Friday, November 18, 2005

Wind subsidies stifle economic growth

Bob Grant, chief executive of wind energy producer Pacific Hydro, ("All energy industries depend on crutch", Australian Financial Review, November 15) maintains that wind power to be viable needs only the sort of government support that he says conventional fuels have enjoyed.

Although Australian governments nationalised electricity generation, it is difficult to think of any industry anywhere in the world that owes its existence to government support.  Oddly, one of the Australian support mechanisms that he cites is the absence of taxes on diesel fuel and liquefied petroleum gas.
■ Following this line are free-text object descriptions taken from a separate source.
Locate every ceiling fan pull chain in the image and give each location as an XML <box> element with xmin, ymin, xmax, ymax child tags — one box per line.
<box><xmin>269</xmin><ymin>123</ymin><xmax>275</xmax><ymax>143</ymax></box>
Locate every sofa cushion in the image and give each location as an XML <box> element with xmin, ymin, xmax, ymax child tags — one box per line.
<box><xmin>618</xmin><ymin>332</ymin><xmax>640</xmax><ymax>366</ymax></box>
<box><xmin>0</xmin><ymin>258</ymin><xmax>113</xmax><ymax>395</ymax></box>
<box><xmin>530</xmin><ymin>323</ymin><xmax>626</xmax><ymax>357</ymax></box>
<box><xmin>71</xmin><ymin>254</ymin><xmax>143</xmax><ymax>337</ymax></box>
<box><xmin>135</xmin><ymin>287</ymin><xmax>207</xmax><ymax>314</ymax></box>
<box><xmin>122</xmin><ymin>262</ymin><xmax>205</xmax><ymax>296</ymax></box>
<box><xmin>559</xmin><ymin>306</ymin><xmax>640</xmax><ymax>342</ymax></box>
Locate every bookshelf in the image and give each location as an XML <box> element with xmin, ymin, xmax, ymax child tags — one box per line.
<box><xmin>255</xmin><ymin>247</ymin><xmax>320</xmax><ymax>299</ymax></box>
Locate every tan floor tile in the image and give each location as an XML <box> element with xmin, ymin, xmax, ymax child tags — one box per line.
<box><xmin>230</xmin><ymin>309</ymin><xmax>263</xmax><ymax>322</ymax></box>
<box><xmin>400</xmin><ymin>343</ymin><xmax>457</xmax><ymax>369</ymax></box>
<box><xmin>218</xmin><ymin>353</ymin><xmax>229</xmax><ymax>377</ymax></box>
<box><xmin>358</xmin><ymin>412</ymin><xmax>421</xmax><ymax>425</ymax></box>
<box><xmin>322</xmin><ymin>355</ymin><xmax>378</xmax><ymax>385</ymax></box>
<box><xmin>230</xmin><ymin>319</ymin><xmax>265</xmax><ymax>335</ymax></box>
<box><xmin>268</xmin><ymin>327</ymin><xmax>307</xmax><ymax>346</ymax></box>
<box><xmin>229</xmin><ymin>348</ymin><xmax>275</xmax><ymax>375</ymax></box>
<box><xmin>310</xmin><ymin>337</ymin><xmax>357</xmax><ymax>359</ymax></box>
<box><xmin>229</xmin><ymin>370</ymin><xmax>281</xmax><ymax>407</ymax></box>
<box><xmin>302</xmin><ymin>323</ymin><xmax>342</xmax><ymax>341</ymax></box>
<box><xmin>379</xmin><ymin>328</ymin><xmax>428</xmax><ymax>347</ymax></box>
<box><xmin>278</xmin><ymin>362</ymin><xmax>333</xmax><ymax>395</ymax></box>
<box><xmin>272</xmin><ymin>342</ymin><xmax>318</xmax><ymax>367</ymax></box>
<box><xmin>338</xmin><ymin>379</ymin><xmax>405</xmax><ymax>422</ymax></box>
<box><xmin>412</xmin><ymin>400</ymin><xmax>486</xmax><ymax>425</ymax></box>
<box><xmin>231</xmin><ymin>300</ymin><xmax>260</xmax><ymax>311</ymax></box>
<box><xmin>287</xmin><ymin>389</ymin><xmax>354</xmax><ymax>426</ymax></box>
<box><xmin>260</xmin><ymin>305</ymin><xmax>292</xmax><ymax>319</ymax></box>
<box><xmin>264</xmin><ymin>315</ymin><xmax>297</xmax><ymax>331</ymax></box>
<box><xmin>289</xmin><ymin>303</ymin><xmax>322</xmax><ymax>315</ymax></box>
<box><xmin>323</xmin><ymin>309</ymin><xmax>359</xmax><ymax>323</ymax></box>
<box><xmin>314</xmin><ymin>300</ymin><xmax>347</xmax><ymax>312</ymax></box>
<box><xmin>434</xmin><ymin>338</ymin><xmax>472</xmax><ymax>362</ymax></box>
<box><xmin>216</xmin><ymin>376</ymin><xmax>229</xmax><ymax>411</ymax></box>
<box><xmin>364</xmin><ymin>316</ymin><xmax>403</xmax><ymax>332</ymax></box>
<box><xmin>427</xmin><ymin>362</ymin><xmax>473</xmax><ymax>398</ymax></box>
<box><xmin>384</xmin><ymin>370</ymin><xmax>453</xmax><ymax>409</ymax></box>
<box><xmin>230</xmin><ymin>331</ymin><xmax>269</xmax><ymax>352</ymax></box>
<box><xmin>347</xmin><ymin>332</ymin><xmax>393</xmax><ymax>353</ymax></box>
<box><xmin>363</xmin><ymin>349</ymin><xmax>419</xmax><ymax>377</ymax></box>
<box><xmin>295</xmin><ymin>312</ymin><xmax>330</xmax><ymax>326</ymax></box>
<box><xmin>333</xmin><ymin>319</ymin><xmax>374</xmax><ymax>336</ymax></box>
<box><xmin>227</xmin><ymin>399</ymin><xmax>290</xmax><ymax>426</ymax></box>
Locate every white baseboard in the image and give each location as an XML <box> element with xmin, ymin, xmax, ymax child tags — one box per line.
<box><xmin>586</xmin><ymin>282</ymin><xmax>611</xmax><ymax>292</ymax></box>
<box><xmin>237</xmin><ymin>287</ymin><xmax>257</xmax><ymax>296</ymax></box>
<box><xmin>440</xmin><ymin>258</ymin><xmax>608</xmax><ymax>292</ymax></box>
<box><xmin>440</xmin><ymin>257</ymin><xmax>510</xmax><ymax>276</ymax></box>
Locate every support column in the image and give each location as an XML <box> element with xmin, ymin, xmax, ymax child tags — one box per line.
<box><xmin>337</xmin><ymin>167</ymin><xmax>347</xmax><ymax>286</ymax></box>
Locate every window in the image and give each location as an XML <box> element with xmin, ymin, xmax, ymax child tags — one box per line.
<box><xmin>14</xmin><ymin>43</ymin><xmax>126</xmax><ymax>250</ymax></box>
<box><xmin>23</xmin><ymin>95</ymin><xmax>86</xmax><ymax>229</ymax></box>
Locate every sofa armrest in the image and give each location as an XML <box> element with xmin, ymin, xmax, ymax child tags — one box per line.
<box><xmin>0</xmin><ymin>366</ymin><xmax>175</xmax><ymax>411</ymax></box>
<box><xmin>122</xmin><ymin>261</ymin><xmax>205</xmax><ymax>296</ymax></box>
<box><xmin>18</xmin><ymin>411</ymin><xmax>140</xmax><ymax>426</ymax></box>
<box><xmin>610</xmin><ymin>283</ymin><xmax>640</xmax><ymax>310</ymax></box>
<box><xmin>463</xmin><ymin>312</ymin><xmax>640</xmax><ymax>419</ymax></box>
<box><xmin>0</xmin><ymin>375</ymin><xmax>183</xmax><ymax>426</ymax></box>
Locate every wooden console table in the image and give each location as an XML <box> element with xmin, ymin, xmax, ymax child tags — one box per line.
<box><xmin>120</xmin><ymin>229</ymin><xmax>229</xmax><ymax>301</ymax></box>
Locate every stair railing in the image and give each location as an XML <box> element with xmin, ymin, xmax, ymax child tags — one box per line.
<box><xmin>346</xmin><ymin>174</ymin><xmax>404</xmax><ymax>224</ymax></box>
Wind is taxless throughout the world and few people object to this -- what is less palatable is the subsidy that allows wind power to get double the price of conventionally generated electricity.

Not only is wind expensive and likely to remain so, but it is so irregular that each wind farm needs to be duplicated with conventional back-up facilities if reliability is to be maintained.

Wind power can lay any claims to viability only in a world where carbon taxes double the price of conventional electricity.  Even then, wind cannot come close to nuclear, its rival carbon-free source of generation.

Grant applauds the Victorian government for its proposal to subsidise wind power in order to deliver "enormous employment benefits".  Why not subsidise clothing manufactures or computer-chip industries instead?

The reason is that even if such winner-picking policies create jobs in the target industries, their funding brings greater adverse impacts in all other industries.

The Hawke government embarked on a process of ridding Australia of these sorts of industry policies.

In doing so, it and subsequent governments removed a deadweight from the economy which has done much to bring the increased prosperity we have enjoyed over the past two decades.  Reinventing totally discredited industry policies and wrapping them in a green cloak will take the economy backwards.